US FDA approves AbbVie's imbruvica for treatment of adults with cGVHD

The US Food and Drug Administration (FDA) has expanded the approval of imbruvica (ibrutinib) for the treatment of adult patients with chronic graft-versus-host-disease (cGVHD) after the failure of one or more treatments.

The therapy is a first-in-class, oral, once-daily therapy that inhibits a protein called Bruton's tyrosine kinase (BTK).

It is jointly developed and commercialised by AbbVie company Pharmacyclics and Janssen Biotech.

cGVHD is a serious and potentially life-threatening condition that might occur in patients who receive stem cell transplant from blood or bone marrow, known as hematopoietic stem cell transplantation (HSCT).

The tissues of bone marrow recipients are attacked by bone marrow donor immune cells after they undergo an allogeneic stem cell or bone marrow transplant.

Imbruvica is currently the first and only therapy that has been approved to treat adults with cGVHD.

FDA Oncology Centre of Excellence director Dr Richard Pazdur said: "Patients with cGVHD who do not respond to other forms of therapy, typically corticosteroids to suppress their immune system, now have a treatment option specifically indicated to treat their condition.

"This approval highlights how a known treatment for cancer is finding a new use in treating a serious and life-threatening condition that may occur in patients with blood cancer who receive a stem cell transplant."

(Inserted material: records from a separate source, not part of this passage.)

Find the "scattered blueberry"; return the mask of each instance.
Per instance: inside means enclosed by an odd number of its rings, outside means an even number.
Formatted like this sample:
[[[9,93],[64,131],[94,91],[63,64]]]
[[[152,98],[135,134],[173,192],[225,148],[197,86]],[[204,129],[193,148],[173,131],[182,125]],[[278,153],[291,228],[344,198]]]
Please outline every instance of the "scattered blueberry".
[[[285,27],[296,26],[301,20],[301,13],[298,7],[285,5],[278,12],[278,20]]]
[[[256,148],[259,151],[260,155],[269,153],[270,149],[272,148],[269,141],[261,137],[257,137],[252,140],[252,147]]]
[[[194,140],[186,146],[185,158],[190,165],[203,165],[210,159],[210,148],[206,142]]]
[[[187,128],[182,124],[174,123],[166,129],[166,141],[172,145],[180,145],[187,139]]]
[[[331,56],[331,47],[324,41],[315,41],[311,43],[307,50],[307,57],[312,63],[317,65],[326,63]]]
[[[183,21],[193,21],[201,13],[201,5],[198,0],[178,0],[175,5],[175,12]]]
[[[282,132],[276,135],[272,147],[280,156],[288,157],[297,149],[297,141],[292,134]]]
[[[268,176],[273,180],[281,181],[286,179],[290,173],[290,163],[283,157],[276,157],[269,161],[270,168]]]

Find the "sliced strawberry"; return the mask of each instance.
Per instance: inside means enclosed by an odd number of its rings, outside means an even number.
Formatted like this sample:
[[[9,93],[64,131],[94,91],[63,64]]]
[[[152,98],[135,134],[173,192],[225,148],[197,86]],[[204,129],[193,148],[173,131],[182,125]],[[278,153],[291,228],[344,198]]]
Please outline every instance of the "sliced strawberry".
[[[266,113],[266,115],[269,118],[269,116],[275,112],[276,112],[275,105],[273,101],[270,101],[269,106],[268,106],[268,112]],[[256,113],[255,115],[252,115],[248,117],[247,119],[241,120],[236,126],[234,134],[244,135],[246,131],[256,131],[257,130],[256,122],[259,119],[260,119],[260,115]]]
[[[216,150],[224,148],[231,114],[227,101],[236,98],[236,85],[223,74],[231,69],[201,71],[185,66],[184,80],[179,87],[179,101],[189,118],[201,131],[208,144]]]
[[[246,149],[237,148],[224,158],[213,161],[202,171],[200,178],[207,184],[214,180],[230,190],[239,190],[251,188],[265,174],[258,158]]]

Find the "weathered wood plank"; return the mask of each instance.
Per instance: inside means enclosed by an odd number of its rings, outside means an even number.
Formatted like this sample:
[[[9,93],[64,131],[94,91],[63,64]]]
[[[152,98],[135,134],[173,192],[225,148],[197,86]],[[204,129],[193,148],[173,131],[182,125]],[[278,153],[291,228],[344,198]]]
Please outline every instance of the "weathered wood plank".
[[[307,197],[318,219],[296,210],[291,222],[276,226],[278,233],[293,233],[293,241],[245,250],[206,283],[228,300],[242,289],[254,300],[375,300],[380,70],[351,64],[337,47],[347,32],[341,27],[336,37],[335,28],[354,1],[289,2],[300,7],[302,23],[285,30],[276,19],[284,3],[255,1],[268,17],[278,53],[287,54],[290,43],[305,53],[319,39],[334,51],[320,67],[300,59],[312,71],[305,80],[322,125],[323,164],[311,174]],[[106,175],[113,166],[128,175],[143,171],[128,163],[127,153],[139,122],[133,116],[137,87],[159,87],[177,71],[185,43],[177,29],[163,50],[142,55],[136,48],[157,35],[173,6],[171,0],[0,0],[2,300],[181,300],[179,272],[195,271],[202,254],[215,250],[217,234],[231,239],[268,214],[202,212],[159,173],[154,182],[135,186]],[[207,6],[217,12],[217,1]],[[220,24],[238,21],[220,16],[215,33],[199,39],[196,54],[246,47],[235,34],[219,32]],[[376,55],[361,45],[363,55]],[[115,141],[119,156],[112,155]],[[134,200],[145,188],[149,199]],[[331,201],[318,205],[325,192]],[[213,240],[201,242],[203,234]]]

The current FDA approval is based on results from an open-label, multicentre, single-arm Phase IIb / II trial (PCYC-1129), which studied the safety and efficacy of ibrutinib in 42 cGVHD patients who failed to be treated with the first-line corticosteroid therapy and required additional treatment.

Imbruvica was previously approved for certain indications in treating chronic lymphocytic leukaemia, Waldenström’s macroglobulinemia and marginal zone lymphoma. It is also under accelerated approval status for mantle cell lymphoma.